My Study Notes on Convolutional Neural Networks (CNN)
This article is a translated version of my original post on Qiita. Original (Japanese): https://qiita.com/segur/items/4cc70b4d572bf132a35f
Introduction
I studied CNN (Convolutional Neural Network) in deep learning, and I'm writing down what I understood as a beginner.
References
These resources were very helpful, especially the animated diagrams:
- How Do Convolutional Neural Networks Work?
- Machine Learning for High Schoolers (7): CNN Part 1
- Understanding Convolutional Neural Networks from Scratch
- Stanford wiki / Convolution schematic.gif
- Deep Learning Chapter 6: Convolutional Neural Networks
The Goal: Recognizing Objects in Images
There has long been a need to identify and recognize objects in pixel images, for example:
- Recognizing text in a scanned photo of a paper document
- Recognizing musical notes in a photo of sheet music
- Detecting obstacles in dashcam footage
CNNs are designed to meet these needs.
How Does Object Recognition Work?
CNNs use the following processing steps to emphasize features:
- Convolution: Apply a filter to highlight features
- Pooling: Resize to reduce noise
By amplifying distinguishing features, the network can more easily recognize objects.
What Is Convolution?
CNN stands for Convolutional Neural Network. The word "convolutional" refers to the process of applying a filter to emphasize features.
This animation explains it clearly:

Source: Stanford wiki / Convolution schematic.gif
Before convolution, we have a 5×5 grayscale image:
\begin{align}
\text{Before convolution} = \left(
\begin{array}{ccccc}
1 & 1 & 1 & 0 & 0 \\
0 & 1 & 1 & 1 & 0 \\
0 & 0 & 1 & 1 & 1 \\
0 & 0 & 1 & 1 & 0 \\
0 & 1 & 1 & 0 & 0 \\
\end{array}
\right)
\end{align}
The filter is 3×3:
\begin{align}
\text{Filter} = \left(
\begin{array}{ccc}
1 & 0 & 1 \\
0 & 1 & 0 \\
1 & 0 & 1
\end{array}
\right)
\end{align}
After applying the filter, a 3×3 output is produced:
\begin{align}
\text{After convolution} = \left(
\begin{array}{ccc}
4 & 3 & 4 \\
2 & 4 & 3 \\
2 & 3 & 4
\end{array}
\right)
\end{align}
Higher values (like 4) indicate stronger features; lower values (like 2) indicate weaker features. This is how convolution highlights what matters.

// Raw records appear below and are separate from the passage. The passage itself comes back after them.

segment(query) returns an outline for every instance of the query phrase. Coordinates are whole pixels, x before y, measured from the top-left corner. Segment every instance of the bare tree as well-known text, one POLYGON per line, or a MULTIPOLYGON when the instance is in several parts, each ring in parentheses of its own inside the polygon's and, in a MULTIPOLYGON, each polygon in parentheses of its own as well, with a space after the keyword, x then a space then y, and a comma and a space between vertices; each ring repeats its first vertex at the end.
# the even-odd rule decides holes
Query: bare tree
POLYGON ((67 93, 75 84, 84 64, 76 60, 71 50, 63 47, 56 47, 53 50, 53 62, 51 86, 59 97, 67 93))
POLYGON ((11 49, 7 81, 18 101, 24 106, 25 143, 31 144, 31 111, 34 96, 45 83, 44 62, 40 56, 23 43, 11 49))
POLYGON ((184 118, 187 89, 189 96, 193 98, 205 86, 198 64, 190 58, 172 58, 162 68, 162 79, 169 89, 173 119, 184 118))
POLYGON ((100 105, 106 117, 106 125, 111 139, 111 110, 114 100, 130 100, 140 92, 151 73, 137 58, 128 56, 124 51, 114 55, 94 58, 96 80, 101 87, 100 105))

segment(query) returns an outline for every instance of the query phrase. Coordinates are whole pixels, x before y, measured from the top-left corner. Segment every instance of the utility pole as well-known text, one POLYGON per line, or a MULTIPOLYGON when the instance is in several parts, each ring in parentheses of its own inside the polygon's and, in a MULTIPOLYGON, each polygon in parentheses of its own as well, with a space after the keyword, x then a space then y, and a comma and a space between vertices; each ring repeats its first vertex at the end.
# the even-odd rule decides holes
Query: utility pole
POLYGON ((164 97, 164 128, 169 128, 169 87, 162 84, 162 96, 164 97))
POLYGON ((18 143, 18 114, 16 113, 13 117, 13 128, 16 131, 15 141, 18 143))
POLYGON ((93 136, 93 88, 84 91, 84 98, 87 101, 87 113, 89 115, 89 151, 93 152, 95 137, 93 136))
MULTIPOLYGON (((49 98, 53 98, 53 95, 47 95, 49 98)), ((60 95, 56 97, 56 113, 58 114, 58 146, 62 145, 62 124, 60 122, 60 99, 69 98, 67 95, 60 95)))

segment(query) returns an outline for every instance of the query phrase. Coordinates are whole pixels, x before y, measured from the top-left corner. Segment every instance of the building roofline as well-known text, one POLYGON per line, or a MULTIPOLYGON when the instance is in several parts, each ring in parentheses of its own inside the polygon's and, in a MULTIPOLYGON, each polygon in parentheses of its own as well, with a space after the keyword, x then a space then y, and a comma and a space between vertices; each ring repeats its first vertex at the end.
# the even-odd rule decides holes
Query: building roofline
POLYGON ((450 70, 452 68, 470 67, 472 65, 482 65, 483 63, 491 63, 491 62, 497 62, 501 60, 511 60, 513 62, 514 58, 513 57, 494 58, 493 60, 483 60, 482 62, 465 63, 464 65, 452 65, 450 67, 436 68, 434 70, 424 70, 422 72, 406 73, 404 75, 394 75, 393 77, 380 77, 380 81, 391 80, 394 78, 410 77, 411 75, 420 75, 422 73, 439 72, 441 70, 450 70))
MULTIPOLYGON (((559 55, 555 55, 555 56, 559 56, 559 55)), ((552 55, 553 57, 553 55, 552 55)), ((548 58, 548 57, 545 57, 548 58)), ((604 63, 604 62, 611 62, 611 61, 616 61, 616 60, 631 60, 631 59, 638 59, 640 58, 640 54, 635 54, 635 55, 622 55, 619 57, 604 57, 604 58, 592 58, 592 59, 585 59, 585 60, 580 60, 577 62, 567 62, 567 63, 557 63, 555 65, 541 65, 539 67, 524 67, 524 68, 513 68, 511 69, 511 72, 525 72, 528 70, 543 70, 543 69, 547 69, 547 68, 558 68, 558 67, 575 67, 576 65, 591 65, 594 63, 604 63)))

One downside: the output shrinks from 5×5 to 3×3, losing data around the edges.
Padding
To prevent the loss of edge pixels during convolution, we add a border of pixels around the original image — this is called padding.
Filling that border with zeros is called zero padding. However, in image data, 0 often represents black, which can interfere with filters sensitive to brightness.
To work around this, there are various techniques that fill the border with more representative values rather than zeros.
Stride
Stride literally means "step size."
So far, we've been sliding the filter one pixel at a time — that's a stride of 1. If we move the filter two pixels at a time, that's a stride of 2.
Pooling
Pooling comes from the idea of "retaining" or "collecting."
Larger input images contain more noise. Pooling downsamples the image while preserving important features, reducing the resolution.
Common pooling methods include:
- Take the maximum value from neighboring pixels (max pooling)
- Take the average value from neighboring pixels (average pooling)
Closing
I'm sure there are mistakes here — please feel free to point them out!